DOI: 10.1590/1089-6891v17i333327

 

MEDICINA VETERINÁRIA


OCORRÊNCIA DE EIMERIOSE EM BEZERROS CRIADOS EM PROPRIEDADES DE AGRICULTURA FAMILIAR – NOTA CIENTÍFICA


OCCURRENCES OF EIMERIOSIS IN CALVES REARED ON SMALL FAMILY FARMS – SCIENTIFIC REPORT


Leandro Osokoski Hillesheim1*

Fagner Luiz da Costa Freitas1


1Universidade Federal da Fronteira do Sul, Realeza, PR, Brasil

*Autor para correspondência - leandrohillesheim@hotmail.com


Resumo

A ocorrência de eimeriose foi pesquisada em 110 bezerros da raça holandesa pertencentes a dez propriedades de agricultura familiar. As amostras de fezes foram coletadas via retal e analisadas por métodos parasitológicos qualitativos e quantitativos. Amostras de fezes positivas para Eimeria sp. foram submetidas à esporulação in vitro para posterior identificação microscópica da espécie. Todas as propriedades apresentaram positividade enteroparasitária por espécies do gênero Eimeria havendo uma prevalência de 48,2% dos animais parasitados. Foram identificadas oito espécies do gênero Eimeria, sendo E. Bovis, E. auburnensis e E. alabamensis as mais frequentes, com 23,6%, 11,8% e 9,1%, respectivamente. Animais com até seis meses de idade manejados de forma coletiva e a pasto apresentaram maior positividade enteroparasitária. A elevada prevalência de infecção parasitária em animais jovens, principalmente por coccidios de considerável patogenicidade, é indicador de falhas no manejo sanitário, sendo necessário criterioso monitoramento com uso de fármacos específicos para controlar infecções e reduzir perdas zootécnicas.
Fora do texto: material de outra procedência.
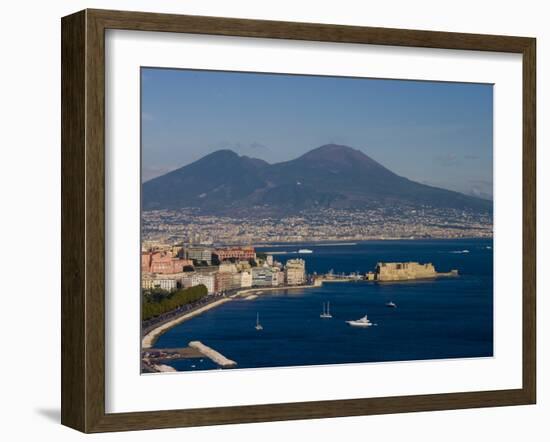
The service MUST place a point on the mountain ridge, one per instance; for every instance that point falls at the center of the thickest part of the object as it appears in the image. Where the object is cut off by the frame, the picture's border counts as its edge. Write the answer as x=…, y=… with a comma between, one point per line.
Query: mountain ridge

Palavras-chave: Bos taurus; eimeriose; Eimeria bovis.


Abstract

Occurrences of eimeriosis were investigated among 110 Holstein-Friesian calves belonging to ten small family farms. Feces samples were collected from the rectum and were analyzed using qualitative and quantitative parasitological methods. In vitro sporulation was induced in feces samples positive for Eimeria sp. in order to subsequently identify the species under the microscope. All the farms were positive for species of the genus Eimeria with a prevalence of parasitized animals 48.2% for Eimeria. Eight species of the genus Eimeria were identified, among which E. bovis, E. auburnensis, and E. alabamensis were the most frequent, accounting for 23.6%, 11.8%, and 9.1%, respectively. Animals of up to six months of age that were managed collectively on pasture presented greater positivity for enteroparasites. The high prevalence of parasitic infection in young animals, especially due to coccidia of considerable pathogenicity, is an indicator of failure of sanitary management. Careful monitoring using specific drugs for controlling infections and reducing losses from animal rearing is needed.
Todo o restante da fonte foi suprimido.